December 21, 2024
Sports Column

Newly opened Cabela’s store in Scarborough worth the trip

New Cabela’s worth the trip For sporting shoppers, browsersDuring the month of November, outdoor enthusiasts in these parts are likely to hear one question, over and over, from fellow members of the blaze-orange fraternity.

“Get your deer yet?” other hunters will ask.

This spring, another question has become equally popular, and everyplace I’ve gone in the last three days, I’ve heard a variation of it.

“Have you been to Cabela’s yet?”

My answer is “Yes.”

Cabela’s opened its first Maine store last week in Scarborough, and I got the chance Sunday to check out the 125,000-square-foot store for myself.

I was impressed, and I imagine most visitors were.

Here then, are a few reflections on my own two-hour tour:

. Cabela’s is not just a store. Not even close. On Sunday, many people were seriously shopping. Many others, like me, were just browsing and checking the place out.

Each group found what they were looking for.

For me, the highlights were the displays of game mounts – everything from a musk ox to a Cape buffalo to a black squirrel – and the massive aquarium, where pickerel, bass and trout swam past as dozens of visitors stood and stared.

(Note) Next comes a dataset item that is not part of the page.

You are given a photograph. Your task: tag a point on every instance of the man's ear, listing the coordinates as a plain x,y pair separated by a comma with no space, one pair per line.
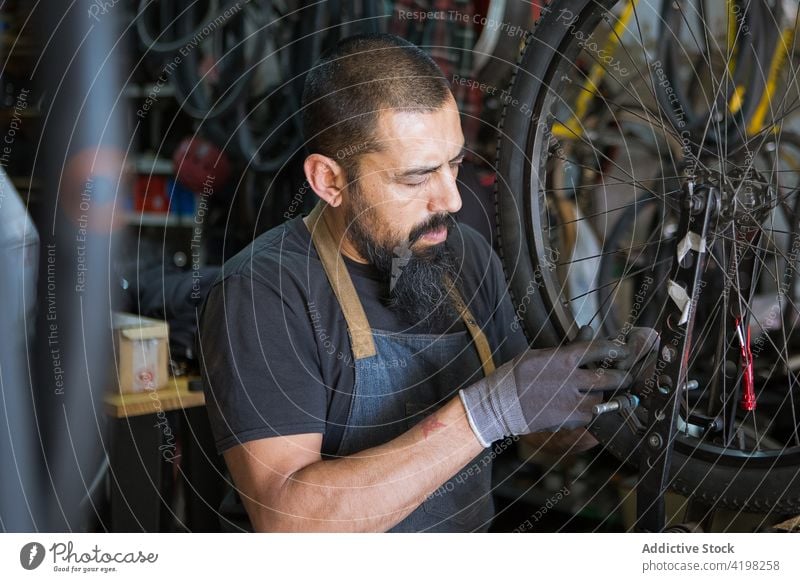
326,177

. Even adults can be kids. I know. Many of us don’t need much of an excuse to revert to our childish ways. Cabela’s gives you the opportunity, and makes it fun.

A shooting range was mostly enjoyed by kids, but adults also took a few shots. And in several bins, inexpensive popguns were available for sale … and sampling.

One thing I quickly learned: When you hear a popgun war break out at Cabela’s, chances are the kids aren’t to blame. Adults got as much of a kick out of the guns as the kids did.

. Ever hear of Roxanne Quimby? One surprise was a sizeable display of Burt’s Bees products.

That company, you may recall, was once owned by Roxanne Quimby, who sold her share of the company and bought thousands of acres of Maine woodland. Many Maine hunters and anglers still associate the company with its co-founder.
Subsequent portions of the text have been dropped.